Today, we interact with the internet as a form of digital commons or hyper-agora. Where once priority was given to the information sharing needs of government bodies and universities, now a myriad of pop culture icons have emerged from the bundles of wires, lines of code and chaos of mouse-clicks. Though we might question whether the internet is indeed 'free' or a 'commons' (see Timothy Luke's papers on 'cyberculture'), the growing list of cybercult icons such as Numa Numa, the Dramatic Chipmunk, Fail Blog or I Can Has Cheezburger testifies to the ability of human agency to coalesce into viral and dynamic communities of interest.

Increasingly the internet-based media communities such as YouTube is shaping the media at large. With many of the topics in Greg Rutter's Definitive List of 99 Things You Should Already Have Experienced on the Internet having appeared within the content of newsbroadcasts, late night talk shows and in print media. It may seem somewhat antithetical to propose a difinitive list for internet experiences, but as you read through Greg's list, it becomes clear that that cyber pop-culture though egalitarian in formulation does lend itself to hierarchies of importance/significance.

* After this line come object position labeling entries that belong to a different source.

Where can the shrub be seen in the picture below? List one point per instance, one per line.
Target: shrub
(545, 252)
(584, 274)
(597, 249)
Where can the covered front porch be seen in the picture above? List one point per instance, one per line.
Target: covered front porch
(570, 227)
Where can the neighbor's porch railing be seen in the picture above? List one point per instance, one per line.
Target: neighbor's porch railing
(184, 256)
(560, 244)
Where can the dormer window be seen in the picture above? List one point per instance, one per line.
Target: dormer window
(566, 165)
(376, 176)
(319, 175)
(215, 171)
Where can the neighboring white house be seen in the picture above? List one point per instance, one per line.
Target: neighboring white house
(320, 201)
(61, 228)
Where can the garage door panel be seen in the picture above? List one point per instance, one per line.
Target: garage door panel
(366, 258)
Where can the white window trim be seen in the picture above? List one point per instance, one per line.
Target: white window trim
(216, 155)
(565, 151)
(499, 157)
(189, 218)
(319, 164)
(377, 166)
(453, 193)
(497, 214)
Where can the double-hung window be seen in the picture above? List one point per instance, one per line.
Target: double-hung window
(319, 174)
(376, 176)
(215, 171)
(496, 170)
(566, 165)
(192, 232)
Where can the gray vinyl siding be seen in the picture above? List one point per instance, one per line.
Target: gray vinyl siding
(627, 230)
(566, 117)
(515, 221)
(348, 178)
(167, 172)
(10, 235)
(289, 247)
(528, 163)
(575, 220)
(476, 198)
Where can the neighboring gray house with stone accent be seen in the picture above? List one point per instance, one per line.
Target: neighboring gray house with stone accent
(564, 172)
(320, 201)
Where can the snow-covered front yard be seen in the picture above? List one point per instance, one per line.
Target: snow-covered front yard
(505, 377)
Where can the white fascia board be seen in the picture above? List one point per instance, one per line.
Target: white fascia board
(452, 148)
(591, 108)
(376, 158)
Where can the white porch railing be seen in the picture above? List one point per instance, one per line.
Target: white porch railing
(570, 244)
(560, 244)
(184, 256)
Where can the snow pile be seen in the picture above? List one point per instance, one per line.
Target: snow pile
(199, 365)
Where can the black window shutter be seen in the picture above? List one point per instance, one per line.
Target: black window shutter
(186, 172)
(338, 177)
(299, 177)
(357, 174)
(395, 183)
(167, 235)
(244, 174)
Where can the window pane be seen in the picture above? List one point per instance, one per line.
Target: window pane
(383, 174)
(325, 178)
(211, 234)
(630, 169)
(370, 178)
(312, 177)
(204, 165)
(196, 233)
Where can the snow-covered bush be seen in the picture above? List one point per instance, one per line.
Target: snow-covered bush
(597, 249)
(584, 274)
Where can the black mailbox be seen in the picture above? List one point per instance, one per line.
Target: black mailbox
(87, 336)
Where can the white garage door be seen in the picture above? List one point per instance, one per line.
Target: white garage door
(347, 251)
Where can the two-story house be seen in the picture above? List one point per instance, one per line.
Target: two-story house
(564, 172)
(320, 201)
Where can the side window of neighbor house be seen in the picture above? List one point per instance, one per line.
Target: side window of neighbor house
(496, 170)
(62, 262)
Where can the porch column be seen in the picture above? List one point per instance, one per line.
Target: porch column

Are we departing from an the myth of an egalitarian information sharing commons? Perhaps such 'definitive lists' of popular internet culture are a symptom of the underlying structures which define access and order of internet content. Does the assigning of significance to internet media content raise the more pertinent issue of the linguistic relationship between signs and signifiers and the structure of knowledge and communication? Should we question not just the structures of our engagement with the internet but also the method of coding that strucutre? Might we call for a 'linguistic turn' in our understanding of internet code and information architecture in general? Or is it merely a utilitarian space for infotainment?